China’s Politburo, made up of senior officials of the ruling Communist Party, cautioned Friday that while the epidemic has been “preliminarily contained,” the country has yet to see a turning point.
Officials signaled that regular activities should gradually resume after the virus prompted an extension of last month’s Lunar New Year holiday. Many workplaces have opted to have their employees work remotely, and schools are conducting online classes.
In Beijing, most residential communities have implemented “closed management,” limiting the number of people per household who can go in and out using exit-entry cards and requiring those just returning to the Chinese capital to isolate themselves at home for 14 days.
A cluster of infections was reported out of Beijing’s Fuxing Hospital. The facility, which has 34 confirmed cases, has been closed off to protect the surrounding community, said a statement from Xicheng district authorities.
More than 500 cases also have been found in prisons across the country.
On Saturday night, South Korean Prime Minister Chung Sye-kyun said in a nationally televised address that the virus outbreak had entered “a more grave stage” and repeated the government is making all-out efforts to contain the further spread of the disease. Chung also said his government will sternly deal with any acts that hamper national quarantine efforts.
Other parts of South Korea are also gripped by a frenzy over the outbreak. TV stations air all-day special broadcasts on infections, social media are full of virus-related information and rumors and some sports games were held with no spectators.
On Sunday, a usually crowded express bus terminal in Seoul saw much fewer visitors, many of them wearing masks.
“I think there is no safe zone so there is nothing we can do other than being more attentive to our own sanitary management,” Choung Youn-back, 71, a Seoul resident, said before taking a bus to the southeastern region. “I think (the danger of infection) is the same everywhere, in Seoul or other regions.
Globally, more than 78,000 people have been infected in 29 countries.
The South Korean flight that landed at Tel Aviv’s Ben Gurion airport Saturday evening was taxied away from the allotted terminal while authorities evacuated and quarantined 12 Israelis and returned the rest of the passengers to Seoul, Israeli media reported.

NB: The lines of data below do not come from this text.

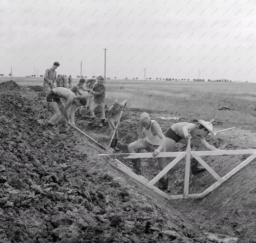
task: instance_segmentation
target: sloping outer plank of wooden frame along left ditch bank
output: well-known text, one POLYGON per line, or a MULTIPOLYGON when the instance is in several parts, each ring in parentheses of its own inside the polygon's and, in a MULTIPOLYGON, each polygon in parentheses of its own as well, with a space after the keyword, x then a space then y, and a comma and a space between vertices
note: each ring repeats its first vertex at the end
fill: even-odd
POLYGON ((167 193, 161 191, 159 188, 155 187, 154 185, 153 186, 149 185, 148 181, 145 180, 144 177, 135 174, 130 168, 128 168, 127 166, 124 166, 122 163, 119 163, 118 160, 113 160, 112 158, 108 157, 108 155, 105 155, 105 157, 102 157, 102 158, 104 158, 106 160, 112 160, 112 162, 115 161, 114 165, 115 165, 115 167, 117 167, 117 169, 120 169, 126 175, 129 175, 130 177, 132 177, 133 179, 137 180, 141 184, 143 184, 146 187, 152 189, 155 193, 159 194, 163 198, 166 198, 168 200, 173 199, 170 195, 168 195, 167 193))

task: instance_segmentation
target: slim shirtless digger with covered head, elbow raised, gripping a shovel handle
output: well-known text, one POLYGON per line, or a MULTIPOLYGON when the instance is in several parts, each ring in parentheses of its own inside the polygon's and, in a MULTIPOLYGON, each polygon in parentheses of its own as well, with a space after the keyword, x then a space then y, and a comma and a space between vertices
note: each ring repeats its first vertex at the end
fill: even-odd
POLYGON ((110 139, 112 138, 113 132, 116 129, 115 136, 110 145, 110 147, 115 149, 115 151, 119 151, 119 148, 117 148, 119 124, 117 126, 117 122, 119 120, 119 114, 121 110, 123 110, 124 106, 126 106, 126 104, 126 99, 122 103, 120 103, 118 99, 115 99, 112 106, 110 106, 108 109, 108 126, 110 128, 110 139))

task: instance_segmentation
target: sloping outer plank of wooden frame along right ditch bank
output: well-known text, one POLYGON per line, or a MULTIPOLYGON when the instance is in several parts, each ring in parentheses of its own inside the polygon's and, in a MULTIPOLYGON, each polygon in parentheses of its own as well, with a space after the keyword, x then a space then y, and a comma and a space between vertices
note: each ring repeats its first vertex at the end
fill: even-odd
MULTIPOLYGON (((225 182, 226 180, 228 180, 232 175, 236 174, 238 171, 240 171, 240 169, 242 169, 243 167, 245 167, 247 164, 249 164, 254 158, 256 158, 256 153, 254 153, 253 155, 251 155, 250 157, 248 157, 245 161, 243 161, 241 164, 239 164, 238 166, 236 166, 234 169, 232 169, 232 171, 230 171, 229 173, 227 173, 227 175, 222 177, 223 182, 225 182)), ((221 185, 223 182, 216 182, 213 185, 211 185, 209 188, 207 188, 205 191, 203 191, 198 198, 203 198, 205 197, 207 194, 209 194, 210 192, 212 192, 214 189, 216 189, 219 185, 221 185)))

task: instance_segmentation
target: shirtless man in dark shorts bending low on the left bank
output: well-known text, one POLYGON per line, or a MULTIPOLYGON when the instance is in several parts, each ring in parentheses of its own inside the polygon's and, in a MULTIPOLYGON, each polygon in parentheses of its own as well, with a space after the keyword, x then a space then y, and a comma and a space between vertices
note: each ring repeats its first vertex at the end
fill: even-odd
POLYGON ((72 124, 73 126, 75 126, 74 113, 71 114, 71 122, 68 117, 67 111, 69 106, 82 106, 86 105, 87 103, 86 97, 84 95, 76 97, 76 95, 71 90, 63 87, 56 87, 50 90, 46 96, 46 101, 54 113, 53 117, 51 117, 46 126, 46 132, 51 135, 53 135, 53 133, 50 131, 50 129, 54 126, 55 122, 59 119, 59 117, 59 133, 67 132, 66 121, 68 121, 68 124, 72 124), (60 98, 65 99, 67 101, 66 104, 64 104, 60 98))

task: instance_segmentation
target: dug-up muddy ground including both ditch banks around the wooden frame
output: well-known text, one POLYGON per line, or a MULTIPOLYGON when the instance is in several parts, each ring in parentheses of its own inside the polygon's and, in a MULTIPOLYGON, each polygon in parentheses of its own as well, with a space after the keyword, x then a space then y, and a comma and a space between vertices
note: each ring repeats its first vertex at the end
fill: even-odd
MULTIPOLYGON (((255 160, 202 200, 168 202, 99 158, 104 151, 77 131, 59 135, 56 126, 56 136, 44 133, 52 113, 42 88, 9 83, 0 94, 0 242, 256 242, 255 160)), ((126 109, 121 119, 122 153, 135 139, 141 112, 126 109)), ((149 112, 163 131, 176 122, 149 112)), ((107 126, 88 126, 81 117, 76 125, 109 142, 107 126)), ((223 149, 255 148, 254 139, 239 129, 207 138, 223 149)), ((247 157, 205 161, 223 176, 247 157)), ((158 172, 154 159, 143 159, 142 167, 148 179, 158 172)), ((181 161, 168 173, 172 194, 182 193, 183 171, 181 161)), ((214 182, 207 172, 191 175, 190 193, 214 182)))

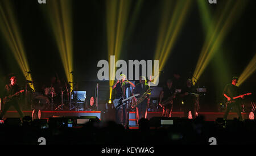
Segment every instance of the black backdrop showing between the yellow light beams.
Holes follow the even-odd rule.
[[[36,0],[0,1],[11,1],[14,5],[12,11],[16,16],[28,65],[32,72],[32,79],[36,83],[36,90],[40,90],[42,85],[48,86],[51,78],[56,75],[63,84],[64,82],[67,83],[54,35],[51,27],[49,27],[49,20],[44,15],[46,10],[42,11],[46,8],[40,6]],[[162,2],[156,0],[143,2],[133,31],[124,37],[120,59],[126,62],[128,60],[154,60]],[[134,11],[135,3],[136,1],[131,2],[132,11]],[[209,5],[212,15],[216,13],[218,5],[221,4],[223,2]],[[217,56],[212,58],[200,77],[199,86],[205,86],[208,90],[203,101],[203,108],[207,111],[214,109],[216,111],[217,103],[223,98],[221,93],[225,84],[230,83],[233,76],[238,77],[255,54],[255,4],[256,1],[254,0],[248,1],[241,17],[230,27],[228,35],[221,44],[222,60],[226,62],[225,68],[228,68],[230,73],[228,78],[222,78],[223,75],[217,74],[216,70],[218,69],[214,64],[218,59]],[[97,68],[97,63],[109,58],[105,1],[72,1],[72,11],[74,81],[79,84],[78,90],[86,90],[88,96],[93,96],[93,90],[96,83],[99,82],[97,72],[100,68]],[[166,79],[172,78],[174,71],[180,71],[183,79],[192,77],[205,41],[200,16],[199,8],[193,4],[179,37],[177,37],[172,54],[168,57],[163,73],[159,78],[159,86],[163,86]],[[130,20],[129,18],[128,23]],[[11,73],[17,75],[19,85],[24,87],[24,76],[1,33],[1,91]],[[242,84],[241,90],[243,92],[255,92],[255,79],[254,73]],[[252,99],[254,97],[251,96]]]

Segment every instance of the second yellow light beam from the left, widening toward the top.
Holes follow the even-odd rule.
[[[47,6],[46,14],[50,19],[65,75],[68,82],[73,83],[72,1],[55,0],[47,3]]]

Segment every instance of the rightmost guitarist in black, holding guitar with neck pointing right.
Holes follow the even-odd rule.
[[[236,86],[237,82],[238,82],[238,77],[233,77],[232,83],[229,83],[228,85],[225,86],[225,88],[223,90],[223,95],[225,96],[226,101],[230,101],[233,99],[233,97],[240,95],[240,90],[239,90],[238,86]],[[241,98],[243,98],[243,95]],[[236,100],[236,102],[227,104],[226,111],[224,114],[224,119],[227,119],[229,111],[232,107],[234,108],[234,111],[237,112],[239,120],[241,121],[242,120],[242,114],[241,114],[242,108],[241,108],[241,101],[239,99]]]

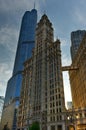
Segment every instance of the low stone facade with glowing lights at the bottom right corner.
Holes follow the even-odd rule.
[[[86,108],[67,110],[65,122],[66,130],[86,130]]]

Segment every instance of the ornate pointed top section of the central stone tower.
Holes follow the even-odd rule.
[[[48,40],[49,42],[53,42],[53,27],[52,23],[48,19],[47,15],[44,14],[36,27],[36,41],[40,38],[40,42],[44,40]],[[38,42],[36,42],[38,44]]]

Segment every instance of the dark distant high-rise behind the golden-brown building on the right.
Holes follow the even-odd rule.
[[[85,35],[85,30],[77,30],[71,33],[71,58],[72,60],[75,57],[75,54],[78,50],[78,47]]]

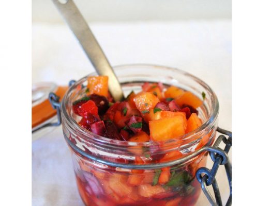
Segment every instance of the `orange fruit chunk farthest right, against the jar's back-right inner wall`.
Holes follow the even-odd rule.
[[[179,107],[182,107],[185,104],[190,105],[193,108],[198,108],[203,104],[203,101],[191,92],[185,92],[183,95],[177,97],[175,101]]]

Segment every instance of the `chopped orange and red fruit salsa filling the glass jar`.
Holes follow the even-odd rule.
[[[143,165],[177,160],[189,153],[159,151],[166,141],[176,140],[182,145],[184,135],[203,124],[197,110],[203,100],[174,85],[145,82],[141,92],[131,91],[123,101],[114,102],[108,92],[108,77],[93,76],[87,79],[84,96],[73,101],[72,112],[79,119],[77,123],[94,134],[133,143],[153,142],[157,147],[134,146],[137,150],[130,150],[133,159],[110,158]],[[210,134],[204,135],[194,151],[209,138]],[[81,156],[76,158],[79,193],[88,206],[194,205],[201,191],[195,173],[206,164],[206,153],[186,164],[160,169],[100,167]]]

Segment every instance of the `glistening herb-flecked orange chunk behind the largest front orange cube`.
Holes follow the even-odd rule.
[[[143,113],[143,111],[148,111],[151,108],[154,108],[156,104],[160,101],[154,94],[150,92],[142,92],[137,94],[133,101],[137,109]]]

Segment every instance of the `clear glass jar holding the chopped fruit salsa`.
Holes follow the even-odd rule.
[[[156,65],[114,67],[127,96],[137,93],[144,82],[175,85],[202,99],[198,108],[203,124],[177,140],[134,143],[111,140],[85,130],[77,124],[72,102],[81,98],[87,77],[74,83],[62,101],[63,133],[72,153],[80,196],[87,206],[115,205],[194,205],[201,192],[195,173],[206,165],[207,153],[181,161],[216,136],[219,111],[215,93],[206,83],[175,68]],[[109,82],[111,84],[111,82]],[[164,157],[164,158],[163,158]],[[161,159],[161,160],[160,160]],[[166,181],[168,179],[168,181]],[[162,183],[164,182],[164,183]]]

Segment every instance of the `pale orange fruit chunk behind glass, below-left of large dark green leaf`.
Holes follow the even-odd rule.
[[[154,195],[164,193],[165,190],[160,185],[152,186],[150,184],[142,184],[138,186],[138,192],[142,197],[152,197]]]

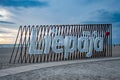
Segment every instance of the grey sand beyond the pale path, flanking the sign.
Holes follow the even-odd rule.
[[[12,48],[0,48],[0,69],[29,65],[27,64],[9,64],[10,56],[12,53]],[[120,57],[120,46],[113,46],[113,57]]]

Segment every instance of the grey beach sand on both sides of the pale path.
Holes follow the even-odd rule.
[[[120,57],[120,46],[113,46],[112,51],[113,57]],[[11,52],[12,48],[0,48],[0,70],[31,65],[29,63],[9,64]],[[0,80],[119,80],[119,66],[120,60],[69,64],[3,76]]]

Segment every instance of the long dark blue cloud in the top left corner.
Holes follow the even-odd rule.
[[[44,7],[48,6],[47,2],[38,0],[0,0],[0,5],[5,7]]]

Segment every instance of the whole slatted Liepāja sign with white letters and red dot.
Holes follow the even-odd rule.
[[[10,63],[112,56],[112,25],[20,26]]]

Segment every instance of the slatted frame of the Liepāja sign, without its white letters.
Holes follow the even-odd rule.
[[[79,25],[37,25],[37,26],[20,26],[17,37],[15,40],[14,48],[10,57],[10,63],[39,63],[39,62],[50,62],[50,61],[63,61],[63,60],[75,60],[75,59],[86,59],[86,53],[80,53],[78,50],[74,53],[69,53],[68,59],[64,59],[63,53],[53,53],[50,51],[49,54],[28,54],[31,32],[33,28],[37,29],[36,43],[38,45],[39,41],[45,34],[48,35],[50,28],[57,28],[60,33],[50,34],[51,38],[60,34],[63,37],[66,35],[72,35],[81,37],[82,31],[95,31],[99,32],[99,36],[102,36],[102,32],[110,32],[110,36],[104,37],[104,50],[102,52],[96,52],[93,50],[93,55],[90,58],[98,57],[111,57],[112,56],[112,24],[79,24]],[[70,31],[70,27],[72,30]],[[36,47],[38,48],[38,46]]]

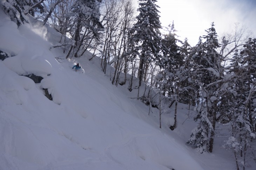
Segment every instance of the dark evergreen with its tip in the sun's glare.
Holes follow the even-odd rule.
[[[181,96],[185,96],[189,90],[191,90],[190,83],[188,82],[190,76],[189,65],[189,55],[188,51],[190,46],[186,41],[186,47],[181,47],[177,45],[181,42],[177,39],[176,30],[174,28],[174,22],[169,25],[168,33],[164,34],[162,40],[163,45],[163,59],[159,63],[160,67],[164,70],[160,72],[161,76],[158,75],[158,84],[161,94],[165,97],[170,98],[171,104],[169,107],[175,103],[174,110],[174,124],[170,126],[171,130],[177,127],[177,104],[181,99]],[[181,54],[181,51],[183,54]],[[160,79],[159,79],[160,78]]]

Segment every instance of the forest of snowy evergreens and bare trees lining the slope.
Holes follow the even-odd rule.
[[[198,123],[187,143],[200,153],[214,150],[216,124],[230,130],[225,147],[238,158],[256,161],[256,38],[252,32],[234,23],[234,30],[218,36],[214,22],[205,35],[191,46],[180,40],[174,22],[162,27],[156,0],[5,0],[2,10],[18,27],[29,24],[32,16],[42,25],[61,34],[58,45],[66,59],[82,57],[86,51],[101,59],[102,72],[108,65],[114,86],[129,84],[138,88],[145,83],[149,90],[138,99],[149,105],[168,100],[195,106]],[[57,56],[58,57],[58,56]],[[91,59],[92,59],[91,58]],[[124,75],[124,77],[123,77]],[[132,75],[132,76],[128,76]],[[146,91],[146,90],[145,90]],[[153,101],[152,93],[159,94]],[[176,125],[175,110],[174,124]],[[245,169],[245,165],[243,165]]]

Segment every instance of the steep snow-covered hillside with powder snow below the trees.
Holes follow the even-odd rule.
[[[0,170],[236,167],[223,143],[212,154],[185,144],[195,127],[188,106],[179,104],[176,130],[160,129],[158,110],[148,115],[148,106],[133,98],[136,90],[113,86],[96,57],[66,60],[60,49],[50,50],[60,38],[52,28],[34,23],[18,29],[0,11],[0,37],[0,50],[13,56],[0,60]],[[70,68],[77,62],[85,73]],[[22,76],[32,73],[43,77],[41,83]],[[168,122],[171,115],[163,117]]]

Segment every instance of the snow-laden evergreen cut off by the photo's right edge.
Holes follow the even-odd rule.
[[[240,53],[238,51],[231,60],[229,74],[233,75],[230,91],[232,95],[227,103],[226,125],[230,127],[230,137],[224,145],[233,150],[237,170],[245,169],[247,157],[255,158],[256,123],[256,39],[249,38]],[[251,154],[251,155],[250,155]],[[242,163],[241,163],[242,162]]]

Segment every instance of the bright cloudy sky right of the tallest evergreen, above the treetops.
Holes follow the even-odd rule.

Yonhap news agency cited Seoul’s Foreign Ministry as registering a strong protest with the Israeli government. The Foreign Ministry told Israel that no excessive, unreasonable measures should be taken against South Korean nationals, according to the report.
The Foreign Ministry said Sunday that it was closely monitoring the reported incident and providing active consular assistance to South Koreans staying in Israel under close consultations with authorities there. It said it will evacuate South Korean tourists from Israel at an early date if necessary.
According to Yonhap, the plane was returning to South Korea on Sunday afternoon.
South Korea earlier informed Israel that a group of tourists who traveled to Israel and the West Bank for a week this month tested positive for the virus upon returning home. Israeli and Palestinian health authorities asked people who were in close contact with the tourists to quarantine themselves.
Jeong said Sunday that 18 of the 39 South Koreans from the southeastern region who had made a group pilgrimage to sites in Israel had contracted the virus. She said the 21 others were being tested. Forty-one Catholic churches in their neighborhoods halted Sunday Masses and other gatherings.